Within a couple weeks, Dent found himself in a UFC ring in Anaheim, Calif., facing Roger Huerta. Dent lost a unanimous decision ("Judges don't like me," Dent says with a laugh. "Every one of my 19 wins has come by knockout, submission or TKO. I finished all my opponents. Every time it has went to a decision, I lose."), but the night itself was a major victory.

The Dent-Huerta bout was named the pay-per-view's fight of the night, and Dent made $20,000 - money that was put into improving his Mentor academy - and he received a three-fight contract from UFC.

Second round

Fight No. 2 of that deal is tonight, and this time, Dent, who sports a 19-7 record in amateur and professional fights combined, said he is better prepared.

Dent called his first UFC fight a nerve-wracking experience, noting UFC legend Tito Ortiz nearby in the dressing room as he warmed up and lights and video screens in the arena when he emerged from behind the curtain.

This time around, Dent has had months to prepare. While his administrative workload has been heavy, Dent said he has scaled back on teaching, focusing more on training.

"It's easy to get fat when you're in teacher mode," he said. "You worry about getting everybody else in shape and worry about getting them ready for the fight. You don't take enough care of yourself training. I always step aside from teaching as much just to train a lot more."

Tonight's event will take place from a sold-out Nationwide Arena in Columbus, the first UFC pay-per-view to be held in Ohio.

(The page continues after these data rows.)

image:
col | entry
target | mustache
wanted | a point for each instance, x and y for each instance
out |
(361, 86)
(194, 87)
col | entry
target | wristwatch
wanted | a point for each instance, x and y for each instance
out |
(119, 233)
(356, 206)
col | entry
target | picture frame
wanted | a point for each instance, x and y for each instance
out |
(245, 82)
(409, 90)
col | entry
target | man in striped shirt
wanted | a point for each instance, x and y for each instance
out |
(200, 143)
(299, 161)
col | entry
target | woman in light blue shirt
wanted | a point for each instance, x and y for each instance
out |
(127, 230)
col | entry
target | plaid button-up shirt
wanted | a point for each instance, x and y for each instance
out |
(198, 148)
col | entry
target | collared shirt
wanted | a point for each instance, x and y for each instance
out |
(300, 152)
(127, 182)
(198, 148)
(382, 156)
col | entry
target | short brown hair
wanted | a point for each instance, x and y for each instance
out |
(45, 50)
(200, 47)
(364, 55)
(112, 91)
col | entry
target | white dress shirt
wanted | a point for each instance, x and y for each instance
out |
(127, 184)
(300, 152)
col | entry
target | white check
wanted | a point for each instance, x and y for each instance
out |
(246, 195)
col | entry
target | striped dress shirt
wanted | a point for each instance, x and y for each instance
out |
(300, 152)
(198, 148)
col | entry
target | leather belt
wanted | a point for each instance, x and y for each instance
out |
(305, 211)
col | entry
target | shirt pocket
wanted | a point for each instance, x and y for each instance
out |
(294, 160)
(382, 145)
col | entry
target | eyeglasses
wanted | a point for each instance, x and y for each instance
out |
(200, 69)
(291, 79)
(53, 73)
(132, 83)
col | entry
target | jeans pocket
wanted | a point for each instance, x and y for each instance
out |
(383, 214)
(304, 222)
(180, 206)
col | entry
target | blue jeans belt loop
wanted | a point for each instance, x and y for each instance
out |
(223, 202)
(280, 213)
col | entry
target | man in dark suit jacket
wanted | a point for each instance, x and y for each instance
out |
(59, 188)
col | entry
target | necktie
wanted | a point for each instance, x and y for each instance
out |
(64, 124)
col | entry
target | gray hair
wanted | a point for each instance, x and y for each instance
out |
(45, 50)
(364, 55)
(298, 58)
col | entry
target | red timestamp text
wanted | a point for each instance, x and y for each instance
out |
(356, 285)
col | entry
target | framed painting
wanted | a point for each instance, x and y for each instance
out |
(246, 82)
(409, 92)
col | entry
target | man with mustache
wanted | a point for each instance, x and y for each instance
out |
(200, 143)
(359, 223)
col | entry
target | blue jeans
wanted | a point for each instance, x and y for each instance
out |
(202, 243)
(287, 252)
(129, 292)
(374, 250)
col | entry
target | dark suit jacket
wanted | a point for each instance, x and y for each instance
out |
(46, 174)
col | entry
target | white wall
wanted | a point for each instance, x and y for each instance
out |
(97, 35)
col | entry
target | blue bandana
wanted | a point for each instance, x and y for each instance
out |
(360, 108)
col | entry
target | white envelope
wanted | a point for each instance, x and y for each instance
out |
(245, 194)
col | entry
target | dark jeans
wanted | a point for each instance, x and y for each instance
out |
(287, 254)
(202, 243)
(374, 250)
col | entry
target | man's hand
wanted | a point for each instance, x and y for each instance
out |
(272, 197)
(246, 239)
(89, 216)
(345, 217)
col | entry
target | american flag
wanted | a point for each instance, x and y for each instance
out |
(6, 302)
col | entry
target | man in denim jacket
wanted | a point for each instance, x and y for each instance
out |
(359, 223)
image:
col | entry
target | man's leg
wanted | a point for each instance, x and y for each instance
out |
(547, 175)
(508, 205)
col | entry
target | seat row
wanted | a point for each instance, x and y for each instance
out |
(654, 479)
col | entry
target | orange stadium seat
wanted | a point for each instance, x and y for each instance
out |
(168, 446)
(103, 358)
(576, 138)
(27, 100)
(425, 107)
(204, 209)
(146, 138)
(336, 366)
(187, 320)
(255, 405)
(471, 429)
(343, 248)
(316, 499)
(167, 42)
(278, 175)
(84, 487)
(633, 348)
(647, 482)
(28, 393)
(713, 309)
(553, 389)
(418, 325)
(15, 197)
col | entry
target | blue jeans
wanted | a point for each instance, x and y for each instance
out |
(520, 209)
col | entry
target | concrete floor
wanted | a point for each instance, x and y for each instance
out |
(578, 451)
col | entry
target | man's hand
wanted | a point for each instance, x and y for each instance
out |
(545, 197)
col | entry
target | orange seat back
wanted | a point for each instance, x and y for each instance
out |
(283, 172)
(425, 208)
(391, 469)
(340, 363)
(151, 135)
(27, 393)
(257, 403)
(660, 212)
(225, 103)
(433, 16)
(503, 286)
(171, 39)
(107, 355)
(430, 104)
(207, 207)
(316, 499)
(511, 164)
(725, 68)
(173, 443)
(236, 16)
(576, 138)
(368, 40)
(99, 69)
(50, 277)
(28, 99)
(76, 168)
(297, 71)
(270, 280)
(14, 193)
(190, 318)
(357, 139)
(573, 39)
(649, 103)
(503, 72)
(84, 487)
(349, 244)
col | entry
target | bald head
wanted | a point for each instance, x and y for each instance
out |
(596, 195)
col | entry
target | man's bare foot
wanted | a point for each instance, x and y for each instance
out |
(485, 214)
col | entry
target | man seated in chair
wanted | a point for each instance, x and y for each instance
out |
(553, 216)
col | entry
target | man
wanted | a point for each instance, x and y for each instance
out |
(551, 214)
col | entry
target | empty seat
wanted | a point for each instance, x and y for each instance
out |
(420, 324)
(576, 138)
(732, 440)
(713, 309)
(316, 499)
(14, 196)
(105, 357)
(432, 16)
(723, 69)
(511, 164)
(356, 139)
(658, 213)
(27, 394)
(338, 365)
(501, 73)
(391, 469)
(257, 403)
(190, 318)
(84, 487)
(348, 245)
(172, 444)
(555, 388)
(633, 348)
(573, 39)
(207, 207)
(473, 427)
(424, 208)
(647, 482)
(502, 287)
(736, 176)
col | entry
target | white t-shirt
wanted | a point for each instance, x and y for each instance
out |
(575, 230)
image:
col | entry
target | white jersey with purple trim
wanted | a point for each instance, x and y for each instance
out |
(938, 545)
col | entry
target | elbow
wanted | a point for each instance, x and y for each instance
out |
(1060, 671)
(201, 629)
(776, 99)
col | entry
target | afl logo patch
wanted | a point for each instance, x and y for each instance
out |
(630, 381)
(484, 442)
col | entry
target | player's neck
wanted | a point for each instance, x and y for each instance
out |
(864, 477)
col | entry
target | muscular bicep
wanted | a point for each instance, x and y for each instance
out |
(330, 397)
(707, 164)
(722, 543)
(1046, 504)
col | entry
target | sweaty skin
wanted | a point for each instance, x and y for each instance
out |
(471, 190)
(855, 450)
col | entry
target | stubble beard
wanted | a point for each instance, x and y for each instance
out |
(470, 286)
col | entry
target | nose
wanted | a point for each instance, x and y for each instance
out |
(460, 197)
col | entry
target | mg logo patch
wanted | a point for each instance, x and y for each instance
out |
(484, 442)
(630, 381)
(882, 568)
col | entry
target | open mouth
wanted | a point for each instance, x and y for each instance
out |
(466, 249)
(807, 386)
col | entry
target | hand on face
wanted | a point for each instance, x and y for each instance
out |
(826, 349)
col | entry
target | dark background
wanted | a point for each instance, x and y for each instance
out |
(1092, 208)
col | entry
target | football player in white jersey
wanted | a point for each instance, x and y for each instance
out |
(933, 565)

Having the fight so close to home, Dent will have plenty of family, friends and students looking on when he steps into the octagon. That can be blessing in the form of inspiration, but also a curse, he said.

"I've got to come back to work," Dent said. "If I lose and get my (rear end) beat, I've got to teach classes in front of everybody with my black eyes." Long-term plans

In a perfect world, Dent said he'll get a knockout victory tonight and be able to take some time off before another UFC fight - time he would use to get back to overseeing his MMA academy. This latest round of expansion - the school began in Madison in 1997, moved to Mentor in 2000 and then to its latest location in Mentor last April - is progressing rapidly. Dent said the newest part of the facility - which primarily will be used by the academy's fight team - could be functional within weeks.

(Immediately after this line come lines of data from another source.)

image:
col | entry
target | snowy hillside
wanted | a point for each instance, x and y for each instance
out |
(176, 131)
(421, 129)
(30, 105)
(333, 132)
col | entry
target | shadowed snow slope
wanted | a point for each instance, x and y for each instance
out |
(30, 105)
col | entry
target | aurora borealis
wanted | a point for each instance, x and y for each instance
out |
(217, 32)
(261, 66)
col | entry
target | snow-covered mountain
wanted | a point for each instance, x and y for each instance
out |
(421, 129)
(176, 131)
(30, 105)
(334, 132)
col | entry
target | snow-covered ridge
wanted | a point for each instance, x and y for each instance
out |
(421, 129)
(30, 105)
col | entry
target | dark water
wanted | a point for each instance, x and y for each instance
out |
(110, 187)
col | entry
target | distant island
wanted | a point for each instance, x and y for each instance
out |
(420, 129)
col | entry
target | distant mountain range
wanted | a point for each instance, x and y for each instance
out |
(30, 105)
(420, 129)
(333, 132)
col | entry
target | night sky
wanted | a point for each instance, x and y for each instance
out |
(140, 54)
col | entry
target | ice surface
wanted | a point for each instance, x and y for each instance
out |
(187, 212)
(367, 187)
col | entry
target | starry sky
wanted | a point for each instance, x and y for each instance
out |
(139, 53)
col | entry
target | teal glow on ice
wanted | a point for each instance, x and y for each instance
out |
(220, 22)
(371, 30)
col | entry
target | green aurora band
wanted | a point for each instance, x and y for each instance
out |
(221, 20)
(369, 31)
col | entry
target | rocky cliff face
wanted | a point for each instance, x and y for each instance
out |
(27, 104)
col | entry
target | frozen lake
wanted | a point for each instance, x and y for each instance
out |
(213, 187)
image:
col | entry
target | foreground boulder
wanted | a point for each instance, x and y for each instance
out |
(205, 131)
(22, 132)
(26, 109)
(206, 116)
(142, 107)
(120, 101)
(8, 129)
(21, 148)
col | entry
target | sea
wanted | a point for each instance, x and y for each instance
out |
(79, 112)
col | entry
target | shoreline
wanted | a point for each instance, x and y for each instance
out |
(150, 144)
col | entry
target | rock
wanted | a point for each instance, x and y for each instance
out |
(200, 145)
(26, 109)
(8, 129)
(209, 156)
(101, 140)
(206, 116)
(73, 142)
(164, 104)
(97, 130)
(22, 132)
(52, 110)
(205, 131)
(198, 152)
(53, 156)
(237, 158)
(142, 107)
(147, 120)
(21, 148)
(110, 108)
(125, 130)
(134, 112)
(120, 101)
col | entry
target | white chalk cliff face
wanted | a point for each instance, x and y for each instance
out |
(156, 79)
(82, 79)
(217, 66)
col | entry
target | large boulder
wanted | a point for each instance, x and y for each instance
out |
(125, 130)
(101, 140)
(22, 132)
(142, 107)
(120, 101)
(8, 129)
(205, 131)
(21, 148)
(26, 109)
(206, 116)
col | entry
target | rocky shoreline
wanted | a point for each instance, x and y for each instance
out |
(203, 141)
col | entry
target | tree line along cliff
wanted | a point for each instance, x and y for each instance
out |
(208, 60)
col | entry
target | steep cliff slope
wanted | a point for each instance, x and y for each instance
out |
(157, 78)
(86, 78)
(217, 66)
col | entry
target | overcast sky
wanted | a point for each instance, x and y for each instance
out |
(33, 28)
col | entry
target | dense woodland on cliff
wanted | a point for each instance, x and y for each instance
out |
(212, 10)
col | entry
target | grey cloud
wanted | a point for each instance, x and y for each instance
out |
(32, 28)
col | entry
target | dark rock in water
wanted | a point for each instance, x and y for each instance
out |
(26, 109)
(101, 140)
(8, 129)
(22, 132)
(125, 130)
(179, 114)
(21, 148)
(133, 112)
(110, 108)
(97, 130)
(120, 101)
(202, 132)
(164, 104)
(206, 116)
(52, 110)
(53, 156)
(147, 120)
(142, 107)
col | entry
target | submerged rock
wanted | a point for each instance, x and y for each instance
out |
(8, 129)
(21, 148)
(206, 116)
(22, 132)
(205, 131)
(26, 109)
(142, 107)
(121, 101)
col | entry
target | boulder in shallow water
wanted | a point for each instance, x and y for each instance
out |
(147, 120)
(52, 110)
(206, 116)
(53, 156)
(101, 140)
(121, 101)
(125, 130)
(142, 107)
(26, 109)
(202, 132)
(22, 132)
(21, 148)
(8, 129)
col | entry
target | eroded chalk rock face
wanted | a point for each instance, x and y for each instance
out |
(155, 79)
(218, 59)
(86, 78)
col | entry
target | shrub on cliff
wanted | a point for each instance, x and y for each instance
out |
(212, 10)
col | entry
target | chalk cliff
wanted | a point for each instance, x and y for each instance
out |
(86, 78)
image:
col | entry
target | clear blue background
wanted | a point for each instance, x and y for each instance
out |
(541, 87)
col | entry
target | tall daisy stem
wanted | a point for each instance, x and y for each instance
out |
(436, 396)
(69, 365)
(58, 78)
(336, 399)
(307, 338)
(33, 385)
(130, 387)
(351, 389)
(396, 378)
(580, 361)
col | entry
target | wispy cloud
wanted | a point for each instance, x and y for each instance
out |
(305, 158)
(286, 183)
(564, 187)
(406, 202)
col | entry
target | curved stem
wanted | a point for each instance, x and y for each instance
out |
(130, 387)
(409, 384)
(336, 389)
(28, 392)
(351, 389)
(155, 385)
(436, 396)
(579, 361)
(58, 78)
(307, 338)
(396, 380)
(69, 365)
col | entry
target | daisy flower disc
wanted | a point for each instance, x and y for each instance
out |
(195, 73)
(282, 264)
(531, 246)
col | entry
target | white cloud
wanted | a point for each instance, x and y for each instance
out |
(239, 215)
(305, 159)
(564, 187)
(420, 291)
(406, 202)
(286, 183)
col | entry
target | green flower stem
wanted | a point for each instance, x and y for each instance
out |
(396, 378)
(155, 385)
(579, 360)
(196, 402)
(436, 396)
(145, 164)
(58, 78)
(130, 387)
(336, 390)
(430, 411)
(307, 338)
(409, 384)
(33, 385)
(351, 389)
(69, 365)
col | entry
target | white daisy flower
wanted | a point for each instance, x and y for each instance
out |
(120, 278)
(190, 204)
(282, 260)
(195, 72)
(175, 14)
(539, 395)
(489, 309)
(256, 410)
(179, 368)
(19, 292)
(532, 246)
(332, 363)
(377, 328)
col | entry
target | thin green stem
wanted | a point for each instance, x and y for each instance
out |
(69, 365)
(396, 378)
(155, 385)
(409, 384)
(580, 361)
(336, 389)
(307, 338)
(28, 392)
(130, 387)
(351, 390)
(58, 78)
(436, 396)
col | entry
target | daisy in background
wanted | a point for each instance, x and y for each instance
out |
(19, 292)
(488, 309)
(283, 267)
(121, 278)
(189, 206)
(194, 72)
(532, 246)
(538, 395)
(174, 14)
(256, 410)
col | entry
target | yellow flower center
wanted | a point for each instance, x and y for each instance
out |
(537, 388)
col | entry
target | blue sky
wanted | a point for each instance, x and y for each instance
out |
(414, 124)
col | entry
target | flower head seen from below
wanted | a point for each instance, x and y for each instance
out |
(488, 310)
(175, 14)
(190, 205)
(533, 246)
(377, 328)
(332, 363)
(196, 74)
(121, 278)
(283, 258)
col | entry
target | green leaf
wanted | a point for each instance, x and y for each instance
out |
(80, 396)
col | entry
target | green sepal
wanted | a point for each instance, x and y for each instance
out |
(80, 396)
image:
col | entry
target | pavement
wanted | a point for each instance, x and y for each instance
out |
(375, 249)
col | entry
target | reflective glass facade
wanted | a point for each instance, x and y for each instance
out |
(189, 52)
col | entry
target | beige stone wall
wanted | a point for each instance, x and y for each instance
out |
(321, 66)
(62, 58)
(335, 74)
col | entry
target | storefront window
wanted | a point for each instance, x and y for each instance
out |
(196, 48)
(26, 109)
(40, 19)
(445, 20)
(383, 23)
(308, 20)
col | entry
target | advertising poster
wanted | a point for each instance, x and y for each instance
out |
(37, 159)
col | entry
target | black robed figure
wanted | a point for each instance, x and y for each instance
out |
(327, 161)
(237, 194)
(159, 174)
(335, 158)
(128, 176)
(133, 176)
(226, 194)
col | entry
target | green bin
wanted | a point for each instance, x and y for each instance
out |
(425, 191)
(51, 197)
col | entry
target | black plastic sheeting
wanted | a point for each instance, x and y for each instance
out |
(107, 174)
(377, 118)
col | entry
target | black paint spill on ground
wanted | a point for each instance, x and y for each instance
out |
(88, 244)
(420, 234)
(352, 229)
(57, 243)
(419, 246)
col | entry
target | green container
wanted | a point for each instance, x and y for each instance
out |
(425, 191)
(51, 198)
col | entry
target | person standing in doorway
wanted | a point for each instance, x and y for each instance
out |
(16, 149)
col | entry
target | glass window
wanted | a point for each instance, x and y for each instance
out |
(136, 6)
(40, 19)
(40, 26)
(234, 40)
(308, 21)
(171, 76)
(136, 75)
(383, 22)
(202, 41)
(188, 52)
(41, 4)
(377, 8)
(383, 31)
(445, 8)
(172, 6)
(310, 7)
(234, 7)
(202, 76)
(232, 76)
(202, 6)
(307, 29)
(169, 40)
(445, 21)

The GriffonRawl Academy offers boxing, muay thai, Brazilian Jiu-Jitsu and women's kickboxing aerobics/self-defense classes. Dent said down the road he'd like to add junior adult boxing and Brazilian Jiu-Jitsu and youth programs.

But that's talk for six months, a year or even further down the road. For now, Dent has one focus: UFC 68 in Columbus. But regardless of the outcome tonight, Dent said he can walk into GriffonRawl Academy on Monday and run the school with his head held high.

"Just making it to the UFC is such an honor," Dent said. "Even worst-case scenario, I lose, I've made it to the UFC. I made it to the Olympics of our sport. I already had a fight of the night. I was able to show everybody I belong there."